Голос его поразил Вадима Петровича: страшно знакомый, связанный с чем-то далеким, с каким-то прекрасным воспоминанием. Рощин, не отнимая руки, сквозь раздвинутые пальцы одним глазом покосился на соседа. Это был Телегин. Вытянув ноги в грязных сапогах, сложив на животе руки, он, казалось, дремал, прислонясь затылком к высокой спинке. На нем был узкий френч, жмущий под мышками, и новенькие подполковничьи погоны. На худом бритом загорелом лице его застыла улыбка человека, отдыхающего после невыразимой усталости…
После Кати он был для Рощина самым близким человеком, как брат, как дорогой друг. На нем лежал свет очарования сестер — Даши и Кати… От изумления Вадим Петрович едва не вскрикнул, едва не кинулся к Ивану Ильичу. Но Телегин не открывал глаз, не шевелился. Секунда миновала. Он понял, — перед ним был враг.
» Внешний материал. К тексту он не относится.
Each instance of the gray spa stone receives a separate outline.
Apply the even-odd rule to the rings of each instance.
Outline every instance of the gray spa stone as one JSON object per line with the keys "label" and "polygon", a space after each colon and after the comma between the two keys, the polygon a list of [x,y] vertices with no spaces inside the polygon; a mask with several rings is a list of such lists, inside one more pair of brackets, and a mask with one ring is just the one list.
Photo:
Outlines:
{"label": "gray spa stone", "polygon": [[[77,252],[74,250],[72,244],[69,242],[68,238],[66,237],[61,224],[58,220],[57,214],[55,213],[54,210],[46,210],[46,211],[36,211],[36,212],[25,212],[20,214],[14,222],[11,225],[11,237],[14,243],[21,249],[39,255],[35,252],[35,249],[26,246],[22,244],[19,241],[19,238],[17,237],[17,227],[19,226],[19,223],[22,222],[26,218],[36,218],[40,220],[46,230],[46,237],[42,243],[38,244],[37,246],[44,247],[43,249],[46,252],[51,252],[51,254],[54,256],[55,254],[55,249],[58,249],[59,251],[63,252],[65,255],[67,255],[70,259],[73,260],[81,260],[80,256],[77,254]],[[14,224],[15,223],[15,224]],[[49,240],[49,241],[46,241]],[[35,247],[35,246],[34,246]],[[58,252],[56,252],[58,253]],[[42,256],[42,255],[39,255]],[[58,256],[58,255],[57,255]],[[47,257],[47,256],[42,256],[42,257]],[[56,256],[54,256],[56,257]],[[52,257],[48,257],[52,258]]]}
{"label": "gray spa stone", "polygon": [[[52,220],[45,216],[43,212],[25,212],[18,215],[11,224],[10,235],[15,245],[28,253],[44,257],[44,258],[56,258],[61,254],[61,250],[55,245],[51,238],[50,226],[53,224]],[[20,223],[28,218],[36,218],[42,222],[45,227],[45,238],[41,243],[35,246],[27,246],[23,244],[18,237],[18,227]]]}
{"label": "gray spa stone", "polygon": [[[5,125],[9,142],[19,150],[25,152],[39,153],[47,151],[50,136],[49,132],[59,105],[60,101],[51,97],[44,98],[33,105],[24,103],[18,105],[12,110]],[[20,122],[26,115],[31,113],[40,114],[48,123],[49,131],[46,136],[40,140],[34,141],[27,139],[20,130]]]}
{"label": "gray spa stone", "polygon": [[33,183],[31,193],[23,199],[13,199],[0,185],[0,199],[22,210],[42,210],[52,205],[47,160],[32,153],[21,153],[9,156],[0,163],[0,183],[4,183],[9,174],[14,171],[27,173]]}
Еще в конце мая Вадим Петрович знал, что Телегин — в Красной Армии, пошел туда своей охотой и — на отличном счету. Одет он был явно в чужое, быть может, похищенное у им же убитого офицера, в подполковничьи погоны (а всего он был штабс-капитан царской армии)… Рощин почувствовал внезапную липкую гадливость, какая обычно кончалась у него вспышкой едкой ненависти: Телегин мог здесь быть только как большевистский контрразведчик…
Нужно было немедленно пойти и доложить коменданту. Два месяца тому назад Рощин не поколебался бы ни на мгновенье. Но он прирос к дивану, — не было силы. Да и гадливость будто отхлынула… Иван Ильич, — красный офицер, — вот он, рядом, все тот же — усталый, весь — добрый… Не за деньги же пошел, не для выслуги, — какой вздор! Рассудительный, спокойный человек, пошел потому, что счел это дело правильным… «Так же, как я, как я… Выдать, чтобы через час муж Даши, мой, Катин брат, валялся без сапог под забором на мусорной куче…»
Ужасом сжало горло. Рощин весь поджался… Что же делать? Встать, уйти? Но Телегин может узнать его — растеряется, окликнет. Как спасти?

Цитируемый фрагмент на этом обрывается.